Letter: Noise problems extend beyond Whidbey Island

Editor,

With sadness I read the Sound Off by Christine Cribb, executive director of the Oak Harbor Chamber of Commerce.

Her letter forgets — again — that regional taxpayers from the Olympic Peninsula to the North Cascades are trying to live peaceful lives in a Navy war training zone.

In the 25 years I was involved in Navy noise issues, the regional groups asked and pleaded for noise mitigation — the kind found at airports worldwide — baffles, hush houses and adjustments of flight patterns and training hours. Alternative training areas exist in California and Nevada.

Real-time measurements of the noise that shakes our homes and bodies are needed to define the problem. We have asked repeatedly for the Navy to measure and mitigate the jarring, crushing blasts of low-frequency Growler noise that rattle our days and nights often until midnight .

We have asked for mitigation, not for Naval Air Station Whidbey Island to be closed. We respect the Navy pilots, some of the finest in the world.

We do not respect the Navy’s disregard of the National Environmental Protection Act, which protects us all. It’s this disregard of the NEPA process and requirements that the state attorney general is addressing.

Regional concerns go way beyond property values. The Salish Sea and marine life, including orcas, are being impacted by Navy explosives, impulsive sound, sonar, high energy lasers, biodegradable polymers, unmanned underwater systems, post explosive fragments and more.

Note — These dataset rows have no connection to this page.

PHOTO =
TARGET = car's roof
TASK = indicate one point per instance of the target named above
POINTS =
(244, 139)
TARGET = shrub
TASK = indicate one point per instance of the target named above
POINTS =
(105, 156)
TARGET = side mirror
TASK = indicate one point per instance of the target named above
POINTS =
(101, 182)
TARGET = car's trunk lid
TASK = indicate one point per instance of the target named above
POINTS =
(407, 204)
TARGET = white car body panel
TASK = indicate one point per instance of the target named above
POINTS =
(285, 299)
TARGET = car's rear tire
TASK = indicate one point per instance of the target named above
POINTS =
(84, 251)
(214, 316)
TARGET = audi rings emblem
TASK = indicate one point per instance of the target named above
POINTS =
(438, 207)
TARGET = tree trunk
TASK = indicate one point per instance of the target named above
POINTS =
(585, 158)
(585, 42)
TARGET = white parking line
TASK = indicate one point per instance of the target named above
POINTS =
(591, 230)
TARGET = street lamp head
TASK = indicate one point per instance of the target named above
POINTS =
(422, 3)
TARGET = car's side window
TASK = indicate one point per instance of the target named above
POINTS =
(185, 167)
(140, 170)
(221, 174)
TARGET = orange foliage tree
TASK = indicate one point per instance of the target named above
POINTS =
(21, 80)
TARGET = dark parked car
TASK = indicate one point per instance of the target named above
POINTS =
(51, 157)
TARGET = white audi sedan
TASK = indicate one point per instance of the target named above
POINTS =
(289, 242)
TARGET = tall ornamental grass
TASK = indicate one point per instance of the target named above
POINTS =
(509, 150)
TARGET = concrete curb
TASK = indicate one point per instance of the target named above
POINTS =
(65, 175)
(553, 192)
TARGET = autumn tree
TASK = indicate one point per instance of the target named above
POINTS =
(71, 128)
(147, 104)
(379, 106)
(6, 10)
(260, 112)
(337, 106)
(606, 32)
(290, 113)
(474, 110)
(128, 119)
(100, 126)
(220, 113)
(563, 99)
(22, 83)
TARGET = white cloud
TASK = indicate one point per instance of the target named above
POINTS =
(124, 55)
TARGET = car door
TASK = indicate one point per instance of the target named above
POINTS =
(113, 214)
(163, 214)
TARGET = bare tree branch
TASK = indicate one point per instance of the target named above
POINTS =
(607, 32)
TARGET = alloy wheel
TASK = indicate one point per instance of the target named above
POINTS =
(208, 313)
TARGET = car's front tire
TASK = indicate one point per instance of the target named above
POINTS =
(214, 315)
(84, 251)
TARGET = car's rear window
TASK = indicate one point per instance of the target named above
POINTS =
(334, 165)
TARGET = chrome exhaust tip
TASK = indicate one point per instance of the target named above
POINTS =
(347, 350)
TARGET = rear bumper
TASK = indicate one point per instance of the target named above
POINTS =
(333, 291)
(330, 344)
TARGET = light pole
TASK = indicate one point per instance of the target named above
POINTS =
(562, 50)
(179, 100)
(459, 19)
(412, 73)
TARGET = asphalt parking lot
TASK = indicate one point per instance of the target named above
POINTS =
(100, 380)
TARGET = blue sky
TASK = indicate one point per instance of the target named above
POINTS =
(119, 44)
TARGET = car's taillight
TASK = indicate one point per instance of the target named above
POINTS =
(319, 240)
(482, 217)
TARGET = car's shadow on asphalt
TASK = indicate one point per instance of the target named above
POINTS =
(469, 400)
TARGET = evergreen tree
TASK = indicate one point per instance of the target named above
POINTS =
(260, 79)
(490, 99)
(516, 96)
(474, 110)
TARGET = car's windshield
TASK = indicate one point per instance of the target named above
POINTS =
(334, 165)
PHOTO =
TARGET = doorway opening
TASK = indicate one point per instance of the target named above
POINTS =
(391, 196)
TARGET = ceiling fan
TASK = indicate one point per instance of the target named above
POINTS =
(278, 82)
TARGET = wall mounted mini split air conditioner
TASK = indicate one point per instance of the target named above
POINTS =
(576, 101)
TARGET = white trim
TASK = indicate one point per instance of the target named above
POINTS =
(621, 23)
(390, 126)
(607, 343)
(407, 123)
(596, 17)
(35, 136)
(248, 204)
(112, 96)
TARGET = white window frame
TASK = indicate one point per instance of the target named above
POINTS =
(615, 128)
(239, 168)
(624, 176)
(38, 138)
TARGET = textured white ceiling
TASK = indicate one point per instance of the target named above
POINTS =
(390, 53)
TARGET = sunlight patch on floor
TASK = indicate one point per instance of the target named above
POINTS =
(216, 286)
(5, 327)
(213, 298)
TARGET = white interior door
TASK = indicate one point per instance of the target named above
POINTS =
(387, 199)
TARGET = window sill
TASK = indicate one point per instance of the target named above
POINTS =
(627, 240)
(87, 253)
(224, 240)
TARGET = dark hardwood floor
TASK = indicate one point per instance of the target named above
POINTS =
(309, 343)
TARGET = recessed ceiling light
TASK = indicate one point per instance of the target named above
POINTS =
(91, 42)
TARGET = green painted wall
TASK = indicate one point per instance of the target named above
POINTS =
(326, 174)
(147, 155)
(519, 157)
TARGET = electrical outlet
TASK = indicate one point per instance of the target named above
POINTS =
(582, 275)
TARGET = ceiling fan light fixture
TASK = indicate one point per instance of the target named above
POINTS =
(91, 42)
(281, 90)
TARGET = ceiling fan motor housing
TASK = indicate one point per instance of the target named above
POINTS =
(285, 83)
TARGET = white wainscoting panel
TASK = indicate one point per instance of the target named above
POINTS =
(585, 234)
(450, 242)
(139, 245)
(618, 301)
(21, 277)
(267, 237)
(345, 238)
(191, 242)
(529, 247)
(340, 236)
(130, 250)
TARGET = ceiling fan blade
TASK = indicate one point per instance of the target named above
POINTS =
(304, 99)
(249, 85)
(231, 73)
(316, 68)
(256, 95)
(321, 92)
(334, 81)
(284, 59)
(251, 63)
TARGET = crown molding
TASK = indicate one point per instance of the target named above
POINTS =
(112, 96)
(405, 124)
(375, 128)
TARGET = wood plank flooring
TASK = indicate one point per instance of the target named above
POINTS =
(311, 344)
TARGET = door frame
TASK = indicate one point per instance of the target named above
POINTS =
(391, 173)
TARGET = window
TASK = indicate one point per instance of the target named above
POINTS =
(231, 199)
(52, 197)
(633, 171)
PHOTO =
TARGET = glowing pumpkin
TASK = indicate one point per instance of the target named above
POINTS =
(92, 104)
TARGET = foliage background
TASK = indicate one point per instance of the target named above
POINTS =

Our regional air is polluted with cancer-producing Growler exhaust, fuel dumping and 1,200 metric tons of CO2 for every hour of Growler flight. Whidbey Island’s water table is polluted by Navy perfluoroalkyl.

And then there’s the health effects on the human residents trying to cope with the noise and pollution.

We’ve all seen those grim lists.

It’s time for the Navy to stop being the bully in the room. For me the “sound of freedom” would be the Navy and regional communities working and talking together respectfully, following the NEPA laws and regulations and returning balance, sanity, a healthy land, sea, sky and soundscape to this place we call home.